The policy attempts to indicate the country’s environmentally conscious development agenda as Substantial resources are being dedicated to research and policy efforts to mitigate climate change and support adaptation to the current and future impacts of greenhouse gas emissions.
Kereng indicated that Botswana is not immune to the impacts of climate change and it continues to delay the country’s national development efforts and that the key economic development sectors dependent on the climate system have recorded declines over the years due to the variability of the rainfall and other climatic conditions. Experts elsewhere have pointed out that lack of consideration of population dynamics hampers the development of stronger, more effective solutions to the challenges climate change poses – hopefully this policy if effectively implemented could partly answer this question.
Kereng underscored that sectors such as agriculture, water, bio diversity, health and tourism have suffered the most and the consequences of these have contributed significantly to the decline of livelihoods in Botswana especially in rural areas.

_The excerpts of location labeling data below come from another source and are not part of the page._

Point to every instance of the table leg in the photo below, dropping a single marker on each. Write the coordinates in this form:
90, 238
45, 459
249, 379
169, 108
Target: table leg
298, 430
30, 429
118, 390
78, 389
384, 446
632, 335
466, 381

To respond to the changing climate, Botswana has embarked on sectoral reform such as climate smart agriculture, poverty alleviation initiatives, building resilience on the economic productive sectors, diversification of tourism for the improvement of livelihoods and income generation, local economic development and sustainable environment.
The efforts require a coordinated mechanism that will provide an enabling environment for an integrated approach to the formulation and implantation of development plans and socio economic related policies in Botswana that are responsive to the changing climatic conditions.
Minister Kereng explained the draft policy is characterized by an inclusive and integrated approach to social, economic development and governance modalities that would enable the country to achieve a sustainable development pathway. It provides opportunities for improved livelihoods through creation of green jobs, development and transfer of relevant technologies as well as creation and ease of access to both local and international markets. It also commits the government, private sector and non-state actors to adopt adaptation and mitigation measures that would facilitate sustainability and building of resilience of all sectors.
While Members of Parliament were trying to comprehend the policy, this publication got in touch with Green Botswana to solicit their views on the policy draft. Ms. Sela Motshwane, the Founder of the Trust highlighted that “the Climate Change policy was meant to be read in August 2019. It is long overdue, and we all need to see it and understand it in full.
I understand the current budget does not allow for a full implementation- but I could be wrong. More funds could have been allocated since. I think generally, Batswana need to understand fully what this means to our daily lives. I believe the true understanding is by policy drafters and the Ministry of Environment only.”
In the same vein, Green Botswana Trust took to the streets to provide a community solution to climate change on World Health Day (Wednesday). Green Botswana held a “Free Trees for Babies” at Extension 2 Clinic where fruit trees were gifted to parents, expectant mothers, 25 health workers, police officers and the prison officers who had accompanied prisoners to the clinic.
Motshwane said: “The decision to do the “Free Trees for Babies” by gifting fruit trees was to raise awareness to our imminent food security issue as stated by the Deputy Permanent Secretary of the Ministry of Agricultural Development and Food Security, Mr. Thabang Botshoma and encourage the general public to plant a tree so that we can reach our SGD Goal 13 : Climate Action. The trees gifted are to be named after the baby recipient”.
Green Botswana is calling for the urgent action from government and members of the public to create a culture of community accountability and collegiality in moving Botswana towards climate action and sustainability. To achieve the 2030 Paris Agreement Pledge, it will take all citizens and not just the government to reach goals.
Parliament resolved to adopt the Botswana Climate Change Policy, 2021.